K-nearest neighbours
- instance-based learning and non-generalising learning
- does not attempt to construct a model
- simply stores instances of the training data
- Classification is computed from a simple majority vote of the nearest neighbours of each point.
- Two different implementations:
- KNeighborsClassifier
- RadiusNeighborsClassifier
KNeighborsClassifier vs RadiusNeighborsClassifier
KNeighborsClassifier - Implementation
from sklearn.neighbors import KNeighborsClassifier
kneighbor_classifier = KNeighborsClassifier()
kneighbor_classifier.fit(X_train, y_train)
Hyperparameters
- n_neighbors (default = 5)
- Specify the number of nearest neighbors K
- value should be int
- weights
- uniform (default)
- distance
- weigh points by the inverse of their distance
- closer neighbors of a query point will have a greater influence than neighbors which are further away
- own weight values
- parameter also accepts a user-defined function which takes an array of distances as input, and returns an array of the same shape containing the weights.
- algorithm
- ball_tree
- kd_tree
- brute
- auto (default)
For 'ball_tree' and 'kd_tree' algorithms, there are some other parameters to be set.

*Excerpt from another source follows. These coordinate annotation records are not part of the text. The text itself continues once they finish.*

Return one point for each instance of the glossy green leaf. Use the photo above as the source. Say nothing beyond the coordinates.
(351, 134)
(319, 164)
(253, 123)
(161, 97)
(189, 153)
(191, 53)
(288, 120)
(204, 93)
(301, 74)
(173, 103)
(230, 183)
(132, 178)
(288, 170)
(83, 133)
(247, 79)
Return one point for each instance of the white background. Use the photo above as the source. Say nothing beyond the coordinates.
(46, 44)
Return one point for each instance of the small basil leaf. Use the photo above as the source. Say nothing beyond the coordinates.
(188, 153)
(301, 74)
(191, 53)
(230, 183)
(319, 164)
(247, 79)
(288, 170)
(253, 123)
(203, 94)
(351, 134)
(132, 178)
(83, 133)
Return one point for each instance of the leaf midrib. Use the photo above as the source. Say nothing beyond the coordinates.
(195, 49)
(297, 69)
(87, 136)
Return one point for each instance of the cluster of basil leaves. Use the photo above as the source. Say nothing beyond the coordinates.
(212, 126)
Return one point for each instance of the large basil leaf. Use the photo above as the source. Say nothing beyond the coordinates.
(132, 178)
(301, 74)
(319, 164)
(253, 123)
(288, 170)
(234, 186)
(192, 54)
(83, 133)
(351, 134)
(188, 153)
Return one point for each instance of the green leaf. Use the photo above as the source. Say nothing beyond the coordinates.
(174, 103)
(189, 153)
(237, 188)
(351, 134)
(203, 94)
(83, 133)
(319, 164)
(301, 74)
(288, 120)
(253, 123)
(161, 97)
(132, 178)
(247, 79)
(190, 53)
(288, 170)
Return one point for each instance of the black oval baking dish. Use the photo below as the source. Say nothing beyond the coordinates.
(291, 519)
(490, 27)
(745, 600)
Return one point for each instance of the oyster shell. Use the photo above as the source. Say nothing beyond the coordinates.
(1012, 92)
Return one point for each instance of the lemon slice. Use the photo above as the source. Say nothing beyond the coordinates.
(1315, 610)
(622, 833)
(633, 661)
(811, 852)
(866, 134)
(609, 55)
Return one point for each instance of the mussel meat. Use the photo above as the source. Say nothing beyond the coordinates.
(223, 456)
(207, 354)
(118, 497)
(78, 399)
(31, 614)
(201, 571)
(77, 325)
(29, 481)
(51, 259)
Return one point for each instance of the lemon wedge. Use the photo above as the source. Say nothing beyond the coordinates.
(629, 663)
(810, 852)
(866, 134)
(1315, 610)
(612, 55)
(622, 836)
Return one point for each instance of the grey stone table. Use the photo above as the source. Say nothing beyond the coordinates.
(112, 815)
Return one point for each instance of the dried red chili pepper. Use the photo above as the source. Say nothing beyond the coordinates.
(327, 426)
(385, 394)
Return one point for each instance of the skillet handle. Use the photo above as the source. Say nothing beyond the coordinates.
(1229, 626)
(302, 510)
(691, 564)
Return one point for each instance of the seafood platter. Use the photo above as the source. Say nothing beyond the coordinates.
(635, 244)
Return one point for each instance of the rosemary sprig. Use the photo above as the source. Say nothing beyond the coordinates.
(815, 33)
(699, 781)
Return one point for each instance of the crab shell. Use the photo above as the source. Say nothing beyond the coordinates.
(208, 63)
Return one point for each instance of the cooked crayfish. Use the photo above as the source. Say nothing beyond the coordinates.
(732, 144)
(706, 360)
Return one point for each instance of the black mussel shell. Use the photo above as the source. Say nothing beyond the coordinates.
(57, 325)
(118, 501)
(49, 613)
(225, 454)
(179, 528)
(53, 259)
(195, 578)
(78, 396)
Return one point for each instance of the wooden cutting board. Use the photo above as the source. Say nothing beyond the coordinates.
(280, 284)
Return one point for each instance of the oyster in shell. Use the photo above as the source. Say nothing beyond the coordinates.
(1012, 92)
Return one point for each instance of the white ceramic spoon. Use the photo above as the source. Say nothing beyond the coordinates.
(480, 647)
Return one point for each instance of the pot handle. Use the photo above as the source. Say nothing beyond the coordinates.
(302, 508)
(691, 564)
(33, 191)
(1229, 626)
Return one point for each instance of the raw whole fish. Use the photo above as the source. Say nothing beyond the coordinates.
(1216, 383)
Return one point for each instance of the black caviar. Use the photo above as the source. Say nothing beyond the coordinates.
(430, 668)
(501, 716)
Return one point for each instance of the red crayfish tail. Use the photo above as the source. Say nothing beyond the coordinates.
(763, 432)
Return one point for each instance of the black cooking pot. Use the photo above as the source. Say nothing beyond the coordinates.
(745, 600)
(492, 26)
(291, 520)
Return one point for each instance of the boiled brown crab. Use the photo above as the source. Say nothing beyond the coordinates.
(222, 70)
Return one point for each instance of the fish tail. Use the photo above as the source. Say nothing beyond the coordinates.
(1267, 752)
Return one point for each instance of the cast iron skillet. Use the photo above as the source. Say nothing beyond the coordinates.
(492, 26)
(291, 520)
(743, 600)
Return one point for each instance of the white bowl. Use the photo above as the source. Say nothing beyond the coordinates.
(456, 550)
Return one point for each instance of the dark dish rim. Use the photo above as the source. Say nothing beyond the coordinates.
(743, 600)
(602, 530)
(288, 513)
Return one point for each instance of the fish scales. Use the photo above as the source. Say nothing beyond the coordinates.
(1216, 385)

- leaf_size (default = 30)
- can affect the speed of the construction and query, as well as the memory required to
store the tree
- metric
- Distance metric to use for the tree
- It is either string or callable function
- “euclidean”, “manhattan”, “chebyshev”, “minkowski” (default), “wminkowski”,
“seuclidean”, “mahalanobis”
- p (default = 2)
- Power parameter for the Minkowski metric
RadiusNeighborsClassifier - Implementation
- The number of neighbors is specified within a fixed radius r of each training point using radius parameter.